Train Hard or Stay Home
Everyone has different thresholds of pain tolerance. Some people can't take any pain whatsoever and some people can absorb an unbelievable amount of pain before they acknowledge it. When I talk about pain here, I'm not referring to impact pain, like when you hit your toe on the chair leg. I mean the pain and exhaustion caused by muscle fatigue, by increased cardiovascular output, the pain you feel in your legs after holding a low stance for a few minutes, the fatigue caused after doing a few hundred push-ups, the pain caused by an everyday workout.

Different martial arts and every school or club within styles have different standards as far as what is expected from their students. If the students are not willing to give, perhaps the particular martial art is not for them. You can lead a student to knowledge, but you can't make them absorb it.

One of the things that differentiates a "real" martial artist from a "want to be" martial artist is the level of commitment they have to their training. To be a martial artist you don't have to give up your life and spend every waking moment meditating, doing forms (katas) or hitting a punching bag. But you do have to have a drive to improve yourself, to constantly be better. This is one of the qualities of the martial artists that crosses over into their everyday lives.

To fulfill this drive means that you must push yourself. And pushing yourself does mean enduring pain. It means enduring slightly more muscle fatigue and exhaustion today than you did yesterday by forcing your pain tolerance a bit higher. If you are whimpering because you are tired, you have one of three options. You can either leave the class and try again next time. You can leave the class and give up all together or you can suck it up and dig deep down inside and struggle through the class or sash grading. Everyone in the class has been there including the instructors. I never make my student go through something that I haven't experienced myself before. If I push my students it's because I care for them a great deal and I want them to succeed in Kung Fu and in life.

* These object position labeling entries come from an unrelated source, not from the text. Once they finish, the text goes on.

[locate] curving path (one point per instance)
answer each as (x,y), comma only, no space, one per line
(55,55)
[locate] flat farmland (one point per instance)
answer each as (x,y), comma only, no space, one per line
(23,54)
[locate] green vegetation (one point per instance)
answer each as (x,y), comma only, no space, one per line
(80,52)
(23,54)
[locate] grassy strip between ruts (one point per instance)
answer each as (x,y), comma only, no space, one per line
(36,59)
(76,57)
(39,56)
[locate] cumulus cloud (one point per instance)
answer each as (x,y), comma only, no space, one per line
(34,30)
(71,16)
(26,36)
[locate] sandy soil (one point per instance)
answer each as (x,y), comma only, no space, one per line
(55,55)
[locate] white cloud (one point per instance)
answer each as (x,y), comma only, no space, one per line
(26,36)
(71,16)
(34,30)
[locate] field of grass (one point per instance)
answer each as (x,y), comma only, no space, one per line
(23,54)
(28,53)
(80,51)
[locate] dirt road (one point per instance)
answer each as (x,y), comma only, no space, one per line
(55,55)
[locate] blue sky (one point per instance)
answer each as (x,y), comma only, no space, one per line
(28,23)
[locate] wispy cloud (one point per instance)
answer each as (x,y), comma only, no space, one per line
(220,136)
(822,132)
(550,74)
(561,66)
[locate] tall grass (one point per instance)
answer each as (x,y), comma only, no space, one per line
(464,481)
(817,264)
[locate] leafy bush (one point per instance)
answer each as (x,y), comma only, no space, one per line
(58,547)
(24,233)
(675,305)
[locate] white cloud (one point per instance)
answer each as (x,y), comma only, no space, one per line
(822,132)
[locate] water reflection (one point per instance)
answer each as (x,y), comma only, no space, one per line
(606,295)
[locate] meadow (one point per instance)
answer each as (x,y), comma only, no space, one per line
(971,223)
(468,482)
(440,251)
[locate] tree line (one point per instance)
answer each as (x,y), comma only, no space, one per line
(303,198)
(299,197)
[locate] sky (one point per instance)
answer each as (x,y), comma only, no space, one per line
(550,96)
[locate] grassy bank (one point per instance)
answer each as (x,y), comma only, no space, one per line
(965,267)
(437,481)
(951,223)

What possible benefits can training like this have? Well, very few if you train to exhaustion all the time. You'd be so tired that you'd never have a chance to reap the benefits of the training. We all need "downtime" to recover. But what you do get from hard classes and gradings like these is the realization that you survived. Everything else aside, you made it through and that's what matters. This is the only way that we can improve, by pushing ourselves to just past the point where you thought you could go. We almost all underestimate our ability and pushing ourselves is an invaluable, eye-opening experience.

The thing I care about most when I'm teaching is whether or not my students want to be there. Not everyone is going to be a world champion, but as long as they push themselves and they allow me to push them, as long as there's that fire burning inside them that signifies that they want to succeed, a good instructor can fan those flames to overcome any obstacle in their development to make a good martial artist out of them. But when a student doesn't care, no one can make them care.